Posted by Mike Sivier in Conservative Party, Democracy, Health, Immigration, Liberal Democrats, People, Politics, UK

≈ 42 Comments

Tags

Andrew Lansley, ausweis, benefit, benefits, Coalition, Conservative, David Cameron, deficit, Democrat, disability, disabled, doctor, fair, freedom, Germany, government, health, immigrant, immigration, jackboot, Liberal, long term, Michael Schumacher, migrant, Mike Sivier, mikesivier, national, National Health Service, nationality, Nazi, NHS, nurse, official, people, politics, prove, refuse, sick, tax break, Theresa May, top down reorganisation, Tories, Tory, totalitarian, treatment, UK Border Agency, Vox Political, wealthy


'Papiere, bitte!' An NHS nurse checks a patient's claim to be British in the Conservative-Liberal Democrat idea of a 'fair' NHS.

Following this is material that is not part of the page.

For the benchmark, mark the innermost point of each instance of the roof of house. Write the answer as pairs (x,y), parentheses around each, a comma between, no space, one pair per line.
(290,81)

‘Papiere, bitte!’ An NHS nurse checks a patient’s claim to be British in the ‘fair’ NHS of the Conservative-Liberal Democrat Coalition government.

Suppose Michael Schumacher had moved to Britain and had his accident here after new government plans for the NHS were put in place – would he have been refused treatment?

Admittedly, that is a bad example to use. Mr Schumacher is undoubtedly wealthy enough to buy any healthcare he needs, and we should not wish poor treatment on him in any case.

It does show up the poverty of the Conservative-led government’s moral attitude, though. The fact that he is German adds another dimension, in that his people may have a particular aversion to any situation in which their papers are demanded by officials before they are allowed to do anything.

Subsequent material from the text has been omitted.